Jobs

Study of artificial intelligence algorithms with information theory via the information-bottleneck framework 

Posted on the 27th November 2023

Internship proposal (6 months) 

Référence    VCL112023   

Internship supervisor 

 Mitsubishi Electric R&D Centre Europe: Vincent Corlay, researcher, v.corlay@fr.merce.mee.com 

 Overall context 

 Mitsubishi Electric is an international company with a broad activity in electrical and electronic systems, and in particular in telecommunication, robots, factory automation equipment, on-board devices for cars. Mitsubishi Electric R&D Centre Europe (MERCE), whose French branch located in Rennes, is a research laboratory thinking up new generations of communication systems, reliable software methodologies, future technologies in the field of power electronic systems. 

In recent years, a large deployment of artificial intelligence (AI) [1] in all engineering and non-engineering areas has been observed.

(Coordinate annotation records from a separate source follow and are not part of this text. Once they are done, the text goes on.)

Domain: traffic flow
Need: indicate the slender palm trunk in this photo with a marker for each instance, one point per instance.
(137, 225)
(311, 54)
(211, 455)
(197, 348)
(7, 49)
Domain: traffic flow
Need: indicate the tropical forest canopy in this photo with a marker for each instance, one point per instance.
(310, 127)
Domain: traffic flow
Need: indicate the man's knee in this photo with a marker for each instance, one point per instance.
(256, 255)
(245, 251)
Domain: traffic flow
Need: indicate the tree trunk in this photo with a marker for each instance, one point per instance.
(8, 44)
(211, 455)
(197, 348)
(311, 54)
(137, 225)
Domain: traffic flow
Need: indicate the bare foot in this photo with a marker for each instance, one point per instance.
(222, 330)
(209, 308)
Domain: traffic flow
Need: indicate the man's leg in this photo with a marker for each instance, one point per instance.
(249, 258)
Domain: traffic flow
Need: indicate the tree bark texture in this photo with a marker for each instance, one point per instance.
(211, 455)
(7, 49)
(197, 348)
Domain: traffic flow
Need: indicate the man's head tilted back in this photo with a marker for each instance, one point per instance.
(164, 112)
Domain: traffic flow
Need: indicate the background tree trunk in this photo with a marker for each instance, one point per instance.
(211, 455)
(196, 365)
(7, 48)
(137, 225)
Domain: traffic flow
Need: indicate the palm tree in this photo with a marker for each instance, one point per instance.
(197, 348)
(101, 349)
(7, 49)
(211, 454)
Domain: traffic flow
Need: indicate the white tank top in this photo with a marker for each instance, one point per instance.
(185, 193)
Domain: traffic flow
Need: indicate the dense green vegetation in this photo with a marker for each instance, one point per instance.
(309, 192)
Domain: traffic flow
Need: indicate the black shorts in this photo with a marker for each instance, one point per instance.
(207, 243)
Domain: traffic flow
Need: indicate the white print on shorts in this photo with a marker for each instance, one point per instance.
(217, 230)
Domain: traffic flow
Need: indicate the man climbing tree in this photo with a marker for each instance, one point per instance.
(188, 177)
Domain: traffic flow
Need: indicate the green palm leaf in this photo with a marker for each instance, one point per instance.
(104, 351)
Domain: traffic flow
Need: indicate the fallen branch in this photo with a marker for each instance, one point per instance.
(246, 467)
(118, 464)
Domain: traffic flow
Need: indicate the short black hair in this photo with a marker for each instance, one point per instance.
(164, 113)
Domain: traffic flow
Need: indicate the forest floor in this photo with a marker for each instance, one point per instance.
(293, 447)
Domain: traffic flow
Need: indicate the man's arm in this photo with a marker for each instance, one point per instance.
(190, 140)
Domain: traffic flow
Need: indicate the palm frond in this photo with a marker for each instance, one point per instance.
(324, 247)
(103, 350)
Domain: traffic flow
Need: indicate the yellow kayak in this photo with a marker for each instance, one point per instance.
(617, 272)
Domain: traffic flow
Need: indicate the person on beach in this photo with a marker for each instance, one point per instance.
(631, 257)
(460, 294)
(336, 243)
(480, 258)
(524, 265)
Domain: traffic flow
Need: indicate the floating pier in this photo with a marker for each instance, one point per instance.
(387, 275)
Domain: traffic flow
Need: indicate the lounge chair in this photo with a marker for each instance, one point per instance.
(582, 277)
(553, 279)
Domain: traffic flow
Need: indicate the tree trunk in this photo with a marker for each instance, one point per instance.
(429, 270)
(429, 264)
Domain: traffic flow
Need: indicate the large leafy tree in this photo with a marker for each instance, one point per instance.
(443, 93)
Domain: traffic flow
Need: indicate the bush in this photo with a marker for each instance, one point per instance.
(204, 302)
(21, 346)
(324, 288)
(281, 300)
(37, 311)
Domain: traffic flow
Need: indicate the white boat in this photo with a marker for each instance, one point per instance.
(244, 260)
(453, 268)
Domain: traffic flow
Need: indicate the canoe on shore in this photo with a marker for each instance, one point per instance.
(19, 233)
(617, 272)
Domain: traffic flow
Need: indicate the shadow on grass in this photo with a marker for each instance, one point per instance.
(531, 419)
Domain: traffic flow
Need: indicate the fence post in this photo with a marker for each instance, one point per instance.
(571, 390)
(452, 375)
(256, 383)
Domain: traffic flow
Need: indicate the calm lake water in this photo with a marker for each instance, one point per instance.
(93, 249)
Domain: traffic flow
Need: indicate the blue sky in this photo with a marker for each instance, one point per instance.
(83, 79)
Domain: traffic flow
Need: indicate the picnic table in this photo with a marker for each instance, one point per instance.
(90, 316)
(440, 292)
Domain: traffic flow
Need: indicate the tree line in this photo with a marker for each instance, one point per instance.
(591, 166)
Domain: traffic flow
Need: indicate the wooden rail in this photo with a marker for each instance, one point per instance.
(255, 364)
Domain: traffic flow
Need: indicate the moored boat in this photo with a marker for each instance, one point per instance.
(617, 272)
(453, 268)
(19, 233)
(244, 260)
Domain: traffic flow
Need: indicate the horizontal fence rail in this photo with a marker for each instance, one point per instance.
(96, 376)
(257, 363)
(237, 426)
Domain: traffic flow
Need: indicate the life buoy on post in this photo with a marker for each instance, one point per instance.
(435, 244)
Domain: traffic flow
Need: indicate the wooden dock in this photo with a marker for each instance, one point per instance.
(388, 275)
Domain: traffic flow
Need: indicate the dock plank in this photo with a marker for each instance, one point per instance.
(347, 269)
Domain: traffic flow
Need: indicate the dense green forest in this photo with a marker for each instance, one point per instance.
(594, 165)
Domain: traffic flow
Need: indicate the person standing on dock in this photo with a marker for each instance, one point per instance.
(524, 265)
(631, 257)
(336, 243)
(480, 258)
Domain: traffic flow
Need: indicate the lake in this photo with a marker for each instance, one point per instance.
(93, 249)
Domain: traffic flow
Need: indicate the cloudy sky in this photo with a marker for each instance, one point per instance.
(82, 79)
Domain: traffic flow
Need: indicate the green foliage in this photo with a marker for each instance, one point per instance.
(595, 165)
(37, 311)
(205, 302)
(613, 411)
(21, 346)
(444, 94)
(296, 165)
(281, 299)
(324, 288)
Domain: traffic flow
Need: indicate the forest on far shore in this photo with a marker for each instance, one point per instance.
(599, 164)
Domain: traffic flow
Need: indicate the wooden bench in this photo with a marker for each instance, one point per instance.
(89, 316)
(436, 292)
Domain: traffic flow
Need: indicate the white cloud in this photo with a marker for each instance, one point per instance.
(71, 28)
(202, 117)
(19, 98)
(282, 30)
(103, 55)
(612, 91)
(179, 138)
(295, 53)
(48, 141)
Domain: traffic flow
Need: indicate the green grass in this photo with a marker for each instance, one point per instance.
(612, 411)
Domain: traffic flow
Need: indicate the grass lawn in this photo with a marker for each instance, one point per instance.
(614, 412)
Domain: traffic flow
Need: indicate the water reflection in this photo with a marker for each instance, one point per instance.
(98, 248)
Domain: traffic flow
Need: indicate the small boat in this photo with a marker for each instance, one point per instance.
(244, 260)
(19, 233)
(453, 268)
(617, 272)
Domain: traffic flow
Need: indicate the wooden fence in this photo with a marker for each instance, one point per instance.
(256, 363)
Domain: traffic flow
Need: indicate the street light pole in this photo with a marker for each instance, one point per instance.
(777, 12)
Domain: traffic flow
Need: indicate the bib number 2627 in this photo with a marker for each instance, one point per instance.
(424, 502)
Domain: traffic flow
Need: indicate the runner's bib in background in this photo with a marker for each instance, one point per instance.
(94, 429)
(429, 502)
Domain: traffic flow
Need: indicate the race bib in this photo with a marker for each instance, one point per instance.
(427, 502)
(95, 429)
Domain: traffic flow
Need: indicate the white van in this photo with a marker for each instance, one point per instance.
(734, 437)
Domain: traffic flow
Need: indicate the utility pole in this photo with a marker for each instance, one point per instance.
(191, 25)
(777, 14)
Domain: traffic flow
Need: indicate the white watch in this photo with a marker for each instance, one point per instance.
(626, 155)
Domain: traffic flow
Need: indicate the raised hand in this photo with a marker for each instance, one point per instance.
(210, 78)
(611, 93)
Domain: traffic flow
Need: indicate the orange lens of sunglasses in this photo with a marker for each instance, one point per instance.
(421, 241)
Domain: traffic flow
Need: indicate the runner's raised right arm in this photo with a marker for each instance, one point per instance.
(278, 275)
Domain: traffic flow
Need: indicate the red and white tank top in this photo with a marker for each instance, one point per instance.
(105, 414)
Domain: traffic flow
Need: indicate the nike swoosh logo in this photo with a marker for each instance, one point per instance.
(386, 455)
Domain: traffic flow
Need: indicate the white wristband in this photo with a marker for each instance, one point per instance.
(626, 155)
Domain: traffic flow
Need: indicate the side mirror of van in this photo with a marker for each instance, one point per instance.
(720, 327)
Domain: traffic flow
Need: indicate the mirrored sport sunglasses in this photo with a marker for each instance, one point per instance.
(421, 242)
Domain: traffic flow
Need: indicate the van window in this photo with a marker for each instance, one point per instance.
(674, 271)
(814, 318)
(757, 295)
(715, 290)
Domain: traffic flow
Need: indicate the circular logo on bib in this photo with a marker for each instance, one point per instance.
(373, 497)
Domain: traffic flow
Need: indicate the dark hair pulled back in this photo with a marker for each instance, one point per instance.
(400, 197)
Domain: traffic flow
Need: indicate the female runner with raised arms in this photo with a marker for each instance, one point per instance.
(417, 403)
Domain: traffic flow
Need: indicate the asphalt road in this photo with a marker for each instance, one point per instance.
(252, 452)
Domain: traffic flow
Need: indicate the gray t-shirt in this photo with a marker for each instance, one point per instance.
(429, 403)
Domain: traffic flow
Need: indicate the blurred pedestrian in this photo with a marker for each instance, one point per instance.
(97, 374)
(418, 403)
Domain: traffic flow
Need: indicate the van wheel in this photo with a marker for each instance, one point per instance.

For instance, AI and machine learning (ML)-based methods have attracted great research interest in physical layer design problems of the wireless communication domain. Thanks to AI/ML algorithms, a communication system that is modelled as a chain of multiple independent blocks with different functionalities may be replaced by a more compact non-modular system model with better end-to-end performance. However, a satisfactory understanding of AI models is far from being attained. For example, Transformers at the heart of the GPT engine [2] were well tested experimentally but no theoretical study is available to give a mathematical insight explaining the performance of transformers. 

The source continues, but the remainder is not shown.